Warning: Data from this forum may have more than its share of topics of a sexual nature. (Could easily be assumed because of the anonymity of reddit.)
Data is from when the subreddit was started (2014) to early 2018. There are approximately 30k threads, 109k responses.
-
1st Iteration:
- Decided on architecture for data prep on first model for conversations. We frame the problem as bootstrapping responses to conversations in a general sense of someone who has a health-related question and someone who has some sort of knowledge on the subject. Given that there are multiple responses to potential the same question, the first pass is: someone asks a question on reddit thread and everyone post in that thread not by the author is encoded as a response. This is a big consideration of what we could reasonably expect from a trained network. We are obviously over-sampling questions perhaps giving the network incentive to learn the most generic response to a random question
- Found out reference code for the Tensorflow Seq2Seq model was depreciated because it uses static unrolling:
- Static unrolling involves construction of computation graph with a fixed sequence of time step. Such a graph can only handle sequences of specific lengths. One solution for handling sequences of varying lengths is to create multiple graphs with different time lengths and separate the dataset into this buckets.
- Action: Use Dynamic Unrolling Dynamic unrolling instead uses control flow ops to process sequence step by step. In TF this is supposed to more space efficient and just as fast. This is now a recommended way to implement RNNs.
-
2nd Iteration:
- So far just using a character-level, teacher-forcing for 1 step ahead Seq2Seq is doing reasonably well (currently based primarily off the reasonableness of responses to training set). This is currently serving as a baseline when deciding further directions to pursue.
- There are some issues with current data approach since the model is tending to generalize to a politically phrased response: "I'm not a doctor but"
- Q: Husband deteriorating before my eyes, doctors at a loss, no one will help; Reddit docs, I need you.
- A: I don't think this is a single pain is not a doctor but I have a similar symptoms and the story
- Q: pleomorphic adenoma and a little scared
- A: I don't think this is a single pain is not a doctor but I have a similar symptoms and the story
- Q: I think I have Strep Throat. I do not have insurance and I cannot afford to go to the doctor.
- A: I don't think this is a single pain is not a doctor but I have a similar symptoms and the story
- There are some issues with current data approach since the model is tending to generalize to a politically phrased response: "I'm not a doctor but"
- As suspected, even with seq2seq at a word level, we are getting not so great results. Although have not trained on full dataset yet, there is a decided improvement when using less than 30 words for response.
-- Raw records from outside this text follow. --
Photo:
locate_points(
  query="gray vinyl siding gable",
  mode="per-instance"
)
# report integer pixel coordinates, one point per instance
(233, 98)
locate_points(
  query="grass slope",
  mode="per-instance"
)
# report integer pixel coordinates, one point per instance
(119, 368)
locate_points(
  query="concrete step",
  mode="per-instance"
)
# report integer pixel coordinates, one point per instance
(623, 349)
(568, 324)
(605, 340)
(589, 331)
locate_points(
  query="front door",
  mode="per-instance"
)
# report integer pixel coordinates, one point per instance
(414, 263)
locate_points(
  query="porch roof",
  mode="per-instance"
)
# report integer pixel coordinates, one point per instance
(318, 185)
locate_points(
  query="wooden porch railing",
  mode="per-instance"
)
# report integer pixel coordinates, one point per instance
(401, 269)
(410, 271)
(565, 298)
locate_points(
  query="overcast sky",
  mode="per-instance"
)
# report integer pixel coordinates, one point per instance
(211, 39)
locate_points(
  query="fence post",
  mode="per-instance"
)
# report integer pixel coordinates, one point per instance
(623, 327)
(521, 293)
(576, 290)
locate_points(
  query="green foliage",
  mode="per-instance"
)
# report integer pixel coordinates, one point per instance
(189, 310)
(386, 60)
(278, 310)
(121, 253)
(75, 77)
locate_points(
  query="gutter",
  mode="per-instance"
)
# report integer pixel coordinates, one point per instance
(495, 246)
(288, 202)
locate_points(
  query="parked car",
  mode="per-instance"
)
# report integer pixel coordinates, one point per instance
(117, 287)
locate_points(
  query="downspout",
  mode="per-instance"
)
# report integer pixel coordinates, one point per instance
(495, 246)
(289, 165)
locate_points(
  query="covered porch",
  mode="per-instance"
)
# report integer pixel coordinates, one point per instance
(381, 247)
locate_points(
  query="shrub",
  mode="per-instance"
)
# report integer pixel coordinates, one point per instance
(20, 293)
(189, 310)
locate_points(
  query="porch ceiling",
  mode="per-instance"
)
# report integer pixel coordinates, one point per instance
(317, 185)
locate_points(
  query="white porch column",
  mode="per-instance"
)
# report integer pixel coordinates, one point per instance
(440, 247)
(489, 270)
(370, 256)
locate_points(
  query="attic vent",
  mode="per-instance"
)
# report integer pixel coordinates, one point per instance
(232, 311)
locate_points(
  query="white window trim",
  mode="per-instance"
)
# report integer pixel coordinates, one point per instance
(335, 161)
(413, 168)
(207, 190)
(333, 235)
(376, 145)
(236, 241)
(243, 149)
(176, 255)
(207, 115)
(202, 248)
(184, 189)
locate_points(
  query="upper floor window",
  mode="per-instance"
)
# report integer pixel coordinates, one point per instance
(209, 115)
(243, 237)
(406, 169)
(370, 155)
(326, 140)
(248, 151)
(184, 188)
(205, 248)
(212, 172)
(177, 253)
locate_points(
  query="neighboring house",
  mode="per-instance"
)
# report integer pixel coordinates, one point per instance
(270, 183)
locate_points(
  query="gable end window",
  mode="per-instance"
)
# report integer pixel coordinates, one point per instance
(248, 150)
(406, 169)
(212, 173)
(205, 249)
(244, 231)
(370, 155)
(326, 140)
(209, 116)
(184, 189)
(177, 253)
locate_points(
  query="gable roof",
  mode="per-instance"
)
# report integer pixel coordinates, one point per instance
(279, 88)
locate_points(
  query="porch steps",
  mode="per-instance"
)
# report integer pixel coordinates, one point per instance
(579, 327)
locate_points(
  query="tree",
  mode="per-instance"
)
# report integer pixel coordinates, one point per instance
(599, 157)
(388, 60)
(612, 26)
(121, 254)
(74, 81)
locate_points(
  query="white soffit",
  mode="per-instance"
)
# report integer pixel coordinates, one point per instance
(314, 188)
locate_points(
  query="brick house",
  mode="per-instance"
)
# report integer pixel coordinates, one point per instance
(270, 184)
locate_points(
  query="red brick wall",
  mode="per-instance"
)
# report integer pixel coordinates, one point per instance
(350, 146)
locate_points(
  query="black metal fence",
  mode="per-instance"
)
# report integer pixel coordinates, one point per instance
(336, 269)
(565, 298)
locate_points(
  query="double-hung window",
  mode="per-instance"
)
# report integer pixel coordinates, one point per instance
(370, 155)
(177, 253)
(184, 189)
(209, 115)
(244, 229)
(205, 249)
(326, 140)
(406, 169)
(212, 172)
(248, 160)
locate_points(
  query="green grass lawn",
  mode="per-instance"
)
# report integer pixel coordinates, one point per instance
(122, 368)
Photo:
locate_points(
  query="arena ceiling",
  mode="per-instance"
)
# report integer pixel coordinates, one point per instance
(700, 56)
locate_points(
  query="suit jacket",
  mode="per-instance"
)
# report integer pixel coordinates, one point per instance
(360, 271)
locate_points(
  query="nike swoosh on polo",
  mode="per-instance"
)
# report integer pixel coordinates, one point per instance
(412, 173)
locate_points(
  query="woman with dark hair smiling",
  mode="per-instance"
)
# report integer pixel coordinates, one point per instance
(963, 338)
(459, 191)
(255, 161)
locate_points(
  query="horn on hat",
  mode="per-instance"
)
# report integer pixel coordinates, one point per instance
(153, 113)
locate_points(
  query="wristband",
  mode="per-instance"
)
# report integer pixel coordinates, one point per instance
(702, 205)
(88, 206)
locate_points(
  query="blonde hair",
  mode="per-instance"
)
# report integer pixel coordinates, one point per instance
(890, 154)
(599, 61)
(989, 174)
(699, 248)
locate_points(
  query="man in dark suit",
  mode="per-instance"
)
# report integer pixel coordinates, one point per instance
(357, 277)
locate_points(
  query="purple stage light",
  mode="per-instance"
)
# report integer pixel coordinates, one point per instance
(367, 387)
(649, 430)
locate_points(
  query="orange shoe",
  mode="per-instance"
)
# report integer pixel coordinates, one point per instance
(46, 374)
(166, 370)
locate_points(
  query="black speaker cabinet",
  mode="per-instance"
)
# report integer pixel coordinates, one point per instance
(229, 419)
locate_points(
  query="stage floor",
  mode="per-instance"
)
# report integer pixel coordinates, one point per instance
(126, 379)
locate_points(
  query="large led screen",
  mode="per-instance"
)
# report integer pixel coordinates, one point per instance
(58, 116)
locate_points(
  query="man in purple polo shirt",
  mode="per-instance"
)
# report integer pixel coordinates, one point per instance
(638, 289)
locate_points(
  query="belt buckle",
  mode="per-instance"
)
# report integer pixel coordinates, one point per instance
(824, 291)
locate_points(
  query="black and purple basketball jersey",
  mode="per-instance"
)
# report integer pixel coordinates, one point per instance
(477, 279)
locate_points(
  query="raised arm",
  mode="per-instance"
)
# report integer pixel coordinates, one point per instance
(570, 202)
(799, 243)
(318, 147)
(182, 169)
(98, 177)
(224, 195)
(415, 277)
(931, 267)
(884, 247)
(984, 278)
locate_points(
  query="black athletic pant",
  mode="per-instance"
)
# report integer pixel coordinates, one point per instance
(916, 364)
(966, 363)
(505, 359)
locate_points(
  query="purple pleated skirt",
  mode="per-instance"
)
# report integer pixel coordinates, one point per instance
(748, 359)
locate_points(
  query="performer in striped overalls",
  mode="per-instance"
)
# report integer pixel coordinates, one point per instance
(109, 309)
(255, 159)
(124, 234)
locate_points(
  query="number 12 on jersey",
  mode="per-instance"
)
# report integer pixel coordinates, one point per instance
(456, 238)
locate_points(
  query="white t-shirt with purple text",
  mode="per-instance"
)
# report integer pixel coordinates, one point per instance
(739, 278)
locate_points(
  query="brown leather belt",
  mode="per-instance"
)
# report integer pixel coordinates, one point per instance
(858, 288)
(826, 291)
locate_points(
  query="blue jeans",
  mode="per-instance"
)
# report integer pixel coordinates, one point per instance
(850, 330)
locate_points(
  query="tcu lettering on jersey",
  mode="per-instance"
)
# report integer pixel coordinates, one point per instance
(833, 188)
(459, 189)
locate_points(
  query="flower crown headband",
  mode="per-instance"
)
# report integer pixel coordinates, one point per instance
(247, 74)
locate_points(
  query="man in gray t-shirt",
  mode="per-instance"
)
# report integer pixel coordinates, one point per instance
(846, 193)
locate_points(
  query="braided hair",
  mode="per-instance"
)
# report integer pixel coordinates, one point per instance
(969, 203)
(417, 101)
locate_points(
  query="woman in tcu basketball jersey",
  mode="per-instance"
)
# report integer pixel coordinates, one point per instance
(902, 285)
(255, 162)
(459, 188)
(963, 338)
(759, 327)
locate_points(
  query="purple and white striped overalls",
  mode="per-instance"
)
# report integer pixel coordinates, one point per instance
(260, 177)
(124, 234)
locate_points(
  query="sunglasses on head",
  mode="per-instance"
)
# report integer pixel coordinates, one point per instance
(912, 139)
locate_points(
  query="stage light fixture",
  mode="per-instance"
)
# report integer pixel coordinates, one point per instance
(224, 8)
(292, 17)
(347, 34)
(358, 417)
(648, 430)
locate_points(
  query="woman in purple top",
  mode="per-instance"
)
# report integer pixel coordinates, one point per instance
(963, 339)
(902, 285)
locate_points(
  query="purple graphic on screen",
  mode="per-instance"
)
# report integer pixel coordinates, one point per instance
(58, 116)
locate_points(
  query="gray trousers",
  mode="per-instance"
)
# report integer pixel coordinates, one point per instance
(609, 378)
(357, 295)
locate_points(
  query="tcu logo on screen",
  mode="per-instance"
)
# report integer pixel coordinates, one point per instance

One option would be change pipeline and limit words and sentences. However I suspect the bigger issue is that many posts to initial post are not direct responses. Structuring data using as parent/post might be the right approach to try first.
- So far just using a character-level, teacher-forcing for 1 step ahead Seq2Seq is doing reasonably well (currently based primarily off the reasonableness of responses to training set). This is currently serving as a baseline when deciding further directions to pursue.
-
3rd Iteration:
- Altered dataset so each post that had a comment posted as reply is treated as direct response. So occasionally one comment may be both a query and a response. Test training at a word level without any cleansing of data lead to very poor results as expected.
-
4th Iteration
- Working on 3rd data for response-type system.